In a natural extension of his main art work the jackets original violent content has been redefined using embroideries with sacred and natural motifs, loading the pieces with a new vibration, a new significance.
At times embroidered words appear, which taken together with the other images create a kind of quotation of the work by Masaru Emoto, Luc Montagnier and Jacques Benveniste: the controversial theory on the Memory of Water.
In substance the field Jacket project is both an environmentalist and anti-war manifesto. In Grazioli’s eyes, the two concepts overlapping, especially when considering that during the American War over 100 million litres of toxic chemicals were dropped on Vietnam causing immeasurable environmental damage, the effects of which continue to this day.
Born out of the ashes of the “Banuq” label, came Atelier Awash, the second Ethical Clothing project initiated by Davide Grazioli, and the first brand for organic sustainable clothing made in Italy.Based on a strict no-compromise environmental vision, the aim of the project has been to demonstrate – even though on a small scale – something that until then was believed to be impossible: that a collection of organic, low-mileage, naturally dyed garments made in Italy could actually meet and even exceed the high standards of contemporary fashion.
Atelier Awash, that operated from 2011 to 2015, succeeded in doing just this, with a distribution network that ran from Germany to Austria, America, Japan and Korea.

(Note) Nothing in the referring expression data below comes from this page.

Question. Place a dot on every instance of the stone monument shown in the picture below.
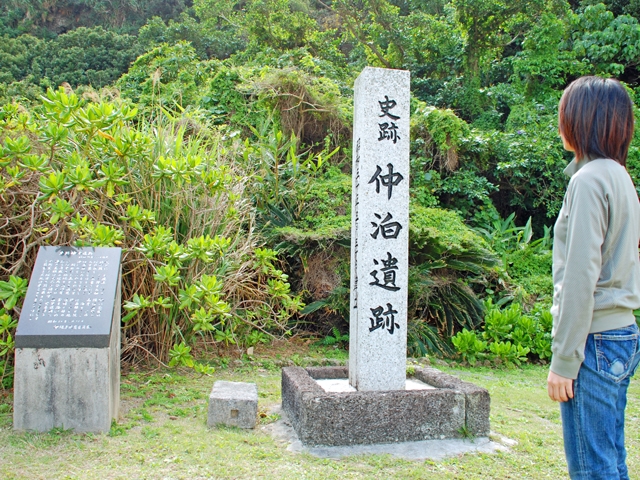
(67, 364)
(379, 231)
(377, 404)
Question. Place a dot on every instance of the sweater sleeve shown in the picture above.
(587, 220)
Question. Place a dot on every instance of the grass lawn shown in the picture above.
(162, 433)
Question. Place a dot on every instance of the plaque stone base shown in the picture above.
(450, 410)
(67, 363)
(70, 388)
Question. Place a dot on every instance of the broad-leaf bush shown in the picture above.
(96, 174)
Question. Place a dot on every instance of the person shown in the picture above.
(596, 277)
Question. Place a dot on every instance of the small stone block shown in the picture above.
(234, 404)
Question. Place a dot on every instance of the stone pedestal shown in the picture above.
(234, 404)
(452, 409)
(67, 368)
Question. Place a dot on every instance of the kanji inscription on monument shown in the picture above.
(379, 231)
(71, 298)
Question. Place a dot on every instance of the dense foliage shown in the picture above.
(171, 111)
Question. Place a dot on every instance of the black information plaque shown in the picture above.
(71, 299)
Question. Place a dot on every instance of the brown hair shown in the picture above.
(595, 116)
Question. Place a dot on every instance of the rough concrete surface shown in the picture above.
(234, 404)
(323, 418)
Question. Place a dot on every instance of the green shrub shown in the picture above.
(510, 336)
(88, 174)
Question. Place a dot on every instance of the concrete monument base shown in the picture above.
(453, 409)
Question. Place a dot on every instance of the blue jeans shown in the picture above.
(593, 420)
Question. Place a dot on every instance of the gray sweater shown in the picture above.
(596, 272)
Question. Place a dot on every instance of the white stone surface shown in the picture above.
(341, 385)
(379, 231)
(282, 431)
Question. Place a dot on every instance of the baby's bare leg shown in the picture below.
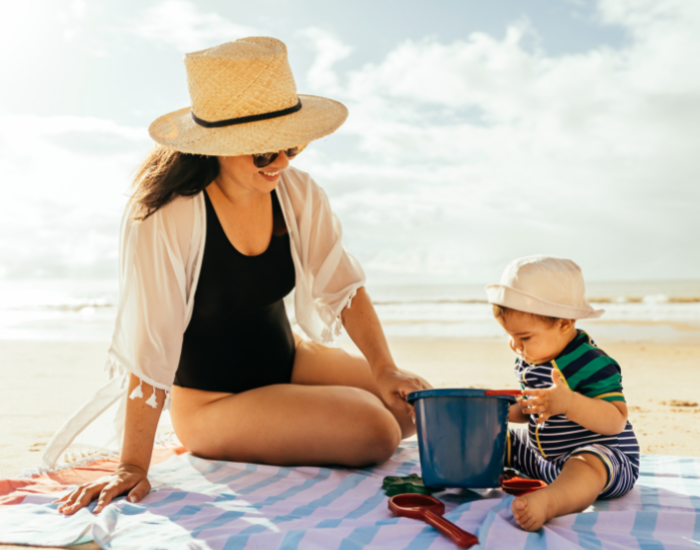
(580, 482)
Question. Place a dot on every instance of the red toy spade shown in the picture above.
(430, 510)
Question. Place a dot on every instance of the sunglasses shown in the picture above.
(263, 159)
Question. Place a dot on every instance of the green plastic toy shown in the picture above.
(410, 484)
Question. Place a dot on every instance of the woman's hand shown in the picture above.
(126, 478)
(550, 402)
(395, 385)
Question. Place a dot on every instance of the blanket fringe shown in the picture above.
(80, 457)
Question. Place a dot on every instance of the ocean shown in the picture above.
(660, 311)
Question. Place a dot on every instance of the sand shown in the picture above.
(43, 383)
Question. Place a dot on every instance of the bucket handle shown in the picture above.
(494, 393)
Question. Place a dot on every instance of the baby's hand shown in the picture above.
(550, 402)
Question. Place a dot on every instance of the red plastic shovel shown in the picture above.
(430, 510)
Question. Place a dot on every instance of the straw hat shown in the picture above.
(543, 285)
(244, 101)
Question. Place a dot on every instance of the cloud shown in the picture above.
(64, 191)
(181, 24)
(321, 76)
(484, 149)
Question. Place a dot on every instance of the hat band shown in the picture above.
(244, 119)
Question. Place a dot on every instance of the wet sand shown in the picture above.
(42, 383)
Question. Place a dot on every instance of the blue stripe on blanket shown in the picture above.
(197, 503)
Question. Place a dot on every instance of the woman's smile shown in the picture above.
(270, 176)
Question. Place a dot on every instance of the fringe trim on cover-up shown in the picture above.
(335, 326)
(115, 368)
(81, 457)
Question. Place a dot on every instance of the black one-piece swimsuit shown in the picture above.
(239, 337)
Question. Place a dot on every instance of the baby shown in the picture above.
(578, 438)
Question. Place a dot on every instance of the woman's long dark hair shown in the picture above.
(166, 174)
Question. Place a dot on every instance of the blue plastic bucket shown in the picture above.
(461, 436)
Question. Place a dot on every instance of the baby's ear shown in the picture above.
(566, 324)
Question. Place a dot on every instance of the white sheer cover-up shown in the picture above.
(159, 264)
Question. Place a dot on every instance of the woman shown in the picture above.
(219, 230)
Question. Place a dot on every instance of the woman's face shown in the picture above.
(242, 172)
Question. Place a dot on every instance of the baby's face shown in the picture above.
(535, 339)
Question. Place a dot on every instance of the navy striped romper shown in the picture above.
(541, 450)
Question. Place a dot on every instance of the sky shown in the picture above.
(478, 131)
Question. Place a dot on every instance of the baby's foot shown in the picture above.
(531, 511)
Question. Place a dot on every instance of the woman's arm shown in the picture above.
(137, 447)
(363, 326)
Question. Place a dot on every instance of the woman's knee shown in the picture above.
(378, 429)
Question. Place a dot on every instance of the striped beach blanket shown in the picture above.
(205, 504)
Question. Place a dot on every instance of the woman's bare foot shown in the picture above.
(531, 511)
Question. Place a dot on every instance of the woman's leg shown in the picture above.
(287, 424)
(319, 365)
(330, 414)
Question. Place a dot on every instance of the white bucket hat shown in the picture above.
(245, 101)
(543, 285)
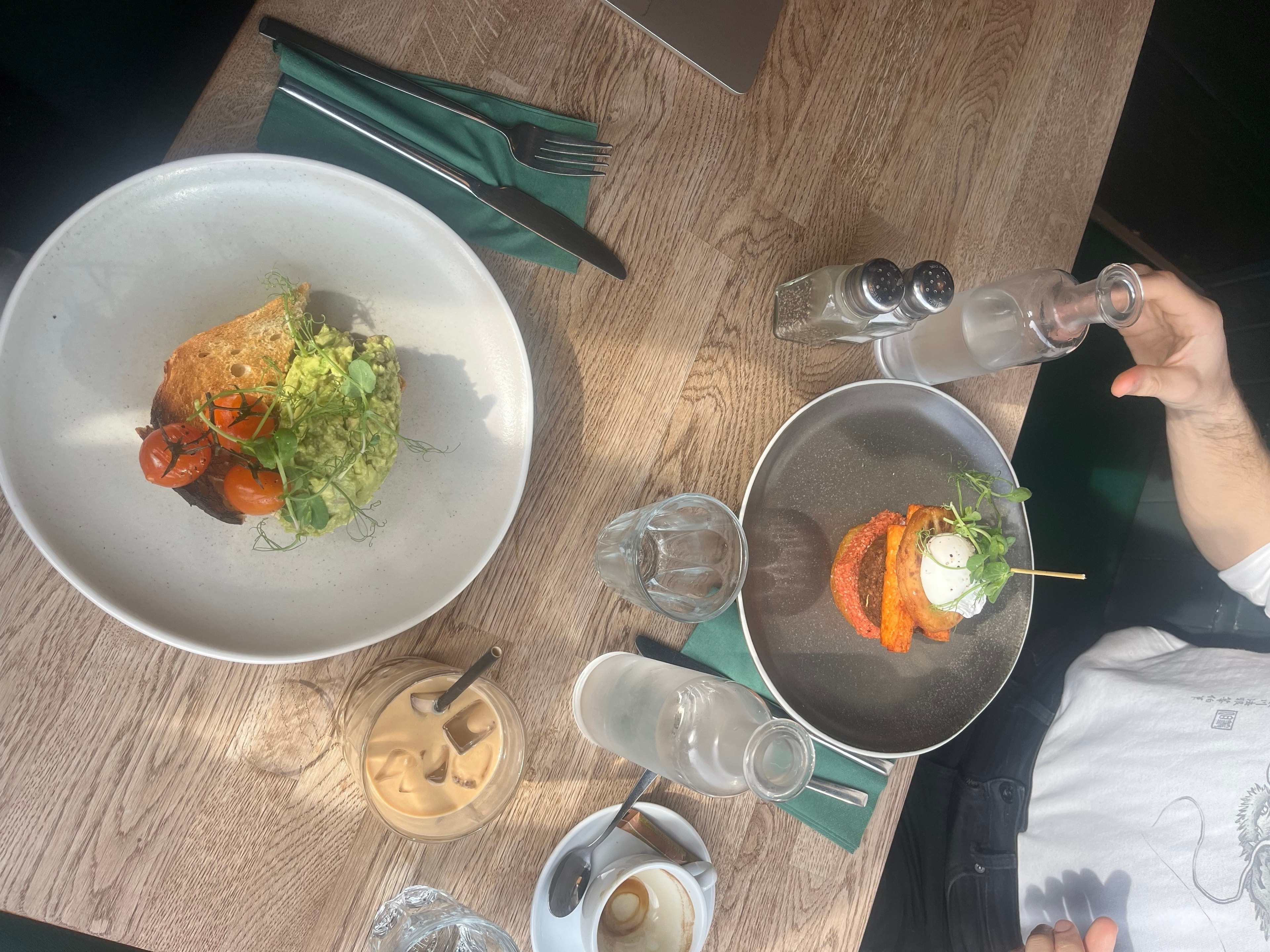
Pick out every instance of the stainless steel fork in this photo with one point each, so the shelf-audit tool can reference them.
(530, 145)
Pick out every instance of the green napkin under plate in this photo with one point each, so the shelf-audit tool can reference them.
(722, 645)
(294, 129)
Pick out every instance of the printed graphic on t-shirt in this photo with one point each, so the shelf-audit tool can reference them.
(1253, 827)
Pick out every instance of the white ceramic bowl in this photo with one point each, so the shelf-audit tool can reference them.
(180, 249)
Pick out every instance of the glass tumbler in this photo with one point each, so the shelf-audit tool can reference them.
(423, 920)
(685, 556)
(367, 701)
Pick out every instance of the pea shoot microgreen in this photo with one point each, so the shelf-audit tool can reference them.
(987, 568)
(312, 487)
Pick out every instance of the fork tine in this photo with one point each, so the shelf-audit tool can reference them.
(564, 169)
(571, 150)
(571, 158)
(564, 139)
(574, 148)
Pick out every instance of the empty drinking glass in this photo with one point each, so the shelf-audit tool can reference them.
(425, 920)
(685, 556)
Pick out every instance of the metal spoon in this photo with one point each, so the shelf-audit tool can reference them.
(573, 871)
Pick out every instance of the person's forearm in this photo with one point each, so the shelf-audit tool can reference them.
(1222, 479)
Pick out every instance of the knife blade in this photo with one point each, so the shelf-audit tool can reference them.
(651, 648)
(524, 210)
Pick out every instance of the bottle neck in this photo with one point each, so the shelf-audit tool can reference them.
(1114, 298)
(779, 761)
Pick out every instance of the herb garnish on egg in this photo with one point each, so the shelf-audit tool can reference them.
(987, 568)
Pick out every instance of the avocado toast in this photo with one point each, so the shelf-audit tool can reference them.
(275, 413)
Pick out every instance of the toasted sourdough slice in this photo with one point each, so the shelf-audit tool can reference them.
(252, 351)
(909, 572)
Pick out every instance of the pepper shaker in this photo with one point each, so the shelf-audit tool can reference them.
(859, 302)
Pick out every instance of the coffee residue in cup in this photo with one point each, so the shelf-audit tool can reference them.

Berlin/Cairo/Addis Ababa 2008-2011
The integral role fabric plays in Davide Grazioli’s work is what has made him conscious of the huge environmental impact of the world’s textile industry. Learning that cotton cultivation alone uses 25% of the world’s pesticide production led him to trespass over the borders into fashion design and conceive Banuq – a clothing collection that embodied total sustainability.
Working closely with designer Marina Spadafora and Mauro Pavesi (winner of the IFU – International Fund for Development award ) the aim of Banuq was to create the first sustainable, organic fashion collection ‘Made in Africa’. Although north African political instability brought Banuq to a sudden end, the project operated from 2008 to 2011 and succeeded in creating organic limited-edition garments for an international market, while at the same time bringing clothing know-how to Egypt and Ethiopia through an unprecedented, wholly ethical supply-chain.

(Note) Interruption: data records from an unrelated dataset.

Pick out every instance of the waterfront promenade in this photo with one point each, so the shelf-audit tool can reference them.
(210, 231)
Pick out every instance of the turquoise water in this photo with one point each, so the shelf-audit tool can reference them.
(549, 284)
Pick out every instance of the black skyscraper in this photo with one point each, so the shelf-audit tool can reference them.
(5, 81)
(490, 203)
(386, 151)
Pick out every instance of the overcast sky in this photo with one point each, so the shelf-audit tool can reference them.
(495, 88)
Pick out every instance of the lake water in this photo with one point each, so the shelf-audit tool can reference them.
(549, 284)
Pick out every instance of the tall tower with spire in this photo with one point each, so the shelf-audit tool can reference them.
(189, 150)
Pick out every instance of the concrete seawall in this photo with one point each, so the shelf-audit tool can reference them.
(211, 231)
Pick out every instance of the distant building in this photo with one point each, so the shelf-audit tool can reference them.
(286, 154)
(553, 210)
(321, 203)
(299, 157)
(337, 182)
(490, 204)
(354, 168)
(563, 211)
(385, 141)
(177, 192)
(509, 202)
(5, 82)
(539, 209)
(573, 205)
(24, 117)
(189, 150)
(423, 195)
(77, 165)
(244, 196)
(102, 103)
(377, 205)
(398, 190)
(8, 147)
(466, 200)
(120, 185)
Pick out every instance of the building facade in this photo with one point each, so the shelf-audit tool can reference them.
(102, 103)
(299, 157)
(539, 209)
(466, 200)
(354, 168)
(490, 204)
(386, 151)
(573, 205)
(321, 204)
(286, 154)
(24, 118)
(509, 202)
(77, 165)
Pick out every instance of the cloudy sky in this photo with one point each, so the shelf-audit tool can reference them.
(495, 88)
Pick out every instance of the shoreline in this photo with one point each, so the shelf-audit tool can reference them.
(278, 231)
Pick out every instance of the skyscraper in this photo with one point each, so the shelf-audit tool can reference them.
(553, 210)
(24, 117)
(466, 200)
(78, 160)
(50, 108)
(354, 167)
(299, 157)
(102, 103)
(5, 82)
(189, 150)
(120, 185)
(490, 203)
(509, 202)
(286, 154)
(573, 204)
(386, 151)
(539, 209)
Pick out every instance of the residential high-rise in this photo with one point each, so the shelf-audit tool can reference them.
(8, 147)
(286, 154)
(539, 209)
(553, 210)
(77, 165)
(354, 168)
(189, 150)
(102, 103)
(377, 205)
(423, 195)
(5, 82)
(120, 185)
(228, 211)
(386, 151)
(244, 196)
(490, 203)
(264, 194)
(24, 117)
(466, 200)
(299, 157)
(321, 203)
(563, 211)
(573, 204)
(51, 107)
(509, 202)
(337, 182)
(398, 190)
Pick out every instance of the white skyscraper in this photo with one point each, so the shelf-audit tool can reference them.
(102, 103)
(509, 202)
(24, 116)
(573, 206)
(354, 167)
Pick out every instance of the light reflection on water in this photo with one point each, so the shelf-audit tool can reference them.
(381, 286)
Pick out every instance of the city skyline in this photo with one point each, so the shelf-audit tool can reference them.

“Hoarding Painters On Tin”
The project “Hoarding Painters On Tin” was sparked off by a chance encounter with the famous Chenai billboard painters, during Davide Grazioli’s art residency in India in 2003.
Known in India as “hoarding painters” (craftsmen who made advertising hoardings for cinema and politics, painting large size realistic images using enamel on tin plate), Davide Grazioli was struck by the fact that these incredibly talented artists were destined to die out as large scale digital printing took over the advertising market quickly erasing slower, more manual techniques.

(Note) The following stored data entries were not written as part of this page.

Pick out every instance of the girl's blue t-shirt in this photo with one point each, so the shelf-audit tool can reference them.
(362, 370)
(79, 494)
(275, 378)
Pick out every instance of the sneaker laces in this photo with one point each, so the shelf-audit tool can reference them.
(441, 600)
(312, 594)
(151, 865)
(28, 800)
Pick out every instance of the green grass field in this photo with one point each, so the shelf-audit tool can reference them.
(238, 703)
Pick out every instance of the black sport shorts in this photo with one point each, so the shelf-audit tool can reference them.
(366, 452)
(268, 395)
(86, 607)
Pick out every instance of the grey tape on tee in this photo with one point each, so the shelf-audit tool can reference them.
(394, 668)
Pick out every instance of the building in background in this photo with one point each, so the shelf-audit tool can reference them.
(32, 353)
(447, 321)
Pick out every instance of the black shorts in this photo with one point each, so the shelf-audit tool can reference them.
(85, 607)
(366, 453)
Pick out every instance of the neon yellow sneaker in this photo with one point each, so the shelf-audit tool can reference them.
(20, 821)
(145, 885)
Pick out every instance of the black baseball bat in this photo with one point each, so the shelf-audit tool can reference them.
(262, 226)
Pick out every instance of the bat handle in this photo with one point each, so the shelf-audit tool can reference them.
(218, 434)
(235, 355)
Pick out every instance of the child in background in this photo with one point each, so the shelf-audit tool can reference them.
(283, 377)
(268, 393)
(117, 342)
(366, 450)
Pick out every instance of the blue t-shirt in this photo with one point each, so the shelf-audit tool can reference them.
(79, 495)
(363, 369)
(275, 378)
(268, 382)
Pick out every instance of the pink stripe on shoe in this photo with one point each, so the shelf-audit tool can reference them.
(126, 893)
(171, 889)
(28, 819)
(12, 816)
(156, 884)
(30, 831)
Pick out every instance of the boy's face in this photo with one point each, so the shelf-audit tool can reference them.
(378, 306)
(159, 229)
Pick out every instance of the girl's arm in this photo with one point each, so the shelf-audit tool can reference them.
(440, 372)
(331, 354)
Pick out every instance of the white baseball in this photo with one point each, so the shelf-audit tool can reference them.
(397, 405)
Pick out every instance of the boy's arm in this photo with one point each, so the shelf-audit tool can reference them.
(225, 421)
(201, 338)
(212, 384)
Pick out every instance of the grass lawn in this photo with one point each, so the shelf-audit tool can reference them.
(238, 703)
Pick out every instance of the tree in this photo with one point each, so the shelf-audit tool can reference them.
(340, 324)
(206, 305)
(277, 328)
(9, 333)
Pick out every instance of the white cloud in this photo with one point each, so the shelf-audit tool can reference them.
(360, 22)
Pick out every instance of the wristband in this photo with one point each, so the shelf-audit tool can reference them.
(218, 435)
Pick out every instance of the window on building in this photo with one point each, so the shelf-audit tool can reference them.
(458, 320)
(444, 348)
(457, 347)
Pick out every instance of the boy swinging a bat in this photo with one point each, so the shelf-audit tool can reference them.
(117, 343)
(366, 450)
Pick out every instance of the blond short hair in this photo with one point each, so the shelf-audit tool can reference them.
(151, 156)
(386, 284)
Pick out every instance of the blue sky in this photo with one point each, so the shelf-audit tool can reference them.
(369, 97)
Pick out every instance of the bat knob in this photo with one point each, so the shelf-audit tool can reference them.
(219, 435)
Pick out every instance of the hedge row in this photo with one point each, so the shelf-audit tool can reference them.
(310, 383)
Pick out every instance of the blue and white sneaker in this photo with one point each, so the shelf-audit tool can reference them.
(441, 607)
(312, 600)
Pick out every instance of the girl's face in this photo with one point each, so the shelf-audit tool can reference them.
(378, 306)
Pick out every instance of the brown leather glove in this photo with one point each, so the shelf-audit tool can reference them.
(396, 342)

But even at that particular point in time the clash between a manual past and a digital present was conspicuous, with half of the city still hand painted while the other half was printed.
A sense of urgency to document this situation drove the artist to extend his solo exhibition “Accidental-Occidental” at the Lalit Kala National Art Academy of India with “the hoarding painters on tin project” and work together with the J.P. Krishnan family and their team of painters. The result was a two month pictorial collaboration with many hands painting on tin, reproducing some of the photographs Grazioli had taken during his recent journey in Tamilnadu, giving life to a unique, unrepeatable series of enamel paintings on the typical raw tin surface.